News broke yesterday of a new genetic test that can identify potential risk for autism. Researchers managed to identify 237 genetic markers in 146 genes that either contribute to or protect an individual from developing autism.
The risk markers increase the score on the genetic test, while the protective markers decrease the score. The higher the overall score, the higher the individual risk for autism.
So far, the test had a 70% accuracy in people of European descent, and scientists are still developing the test for other ethnic groupings.

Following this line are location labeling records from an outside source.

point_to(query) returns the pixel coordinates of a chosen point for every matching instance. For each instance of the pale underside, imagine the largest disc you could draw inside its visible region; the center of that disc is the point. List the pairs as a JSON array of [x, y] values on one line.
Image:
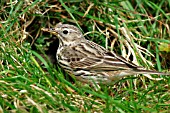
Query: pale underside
[[91, 62]]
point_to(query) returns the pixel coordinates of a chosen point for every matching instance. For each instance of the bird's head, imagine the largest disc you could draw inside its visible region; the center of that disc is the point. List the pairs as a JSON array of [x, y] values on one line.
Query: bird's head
[[66, 33]]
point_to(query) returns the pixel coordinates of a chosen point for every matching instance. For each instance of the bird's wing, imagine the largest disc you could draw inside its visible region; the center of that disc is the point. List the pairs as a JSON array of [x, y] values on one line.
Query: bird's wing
[[94, 57]]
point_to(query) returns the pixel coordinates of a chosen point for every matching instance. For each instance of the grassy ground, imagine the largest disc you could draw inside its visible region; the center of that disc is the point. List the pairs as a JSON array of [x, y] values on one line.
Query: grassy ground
[[137, 30]]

It's not perfect, and it's not for everyone, but it's a step forward and a big one.
When you're a parent staring at your young child and dealing with that horrible, nagging feeling in the pit of your stomach that your kid is not progressing the way everyone else seems to be, a test like this can be of enormous help.
I remember very clearly sitting with a table full of autism Moms as this year's BlogHer conference, sharing breakfast and sharing our stories. We all had so much in common, but the one thing that we all so clearly remembered was finally getting that diagnosis, and how completely and utterly relieved we all were when we got it. As hard as it is to hear that your kid is autistic, it's even harder not knowing, and not knowing how to progress or work with him or move forward with him. Once the diagnosis was in hand, we knew. We knew and we could work with that.
And we did work with that, and will continue to work with that for as long as it takes to fill in all the puzzle pieces. This test makes that puzzle just one piece closer to being solved.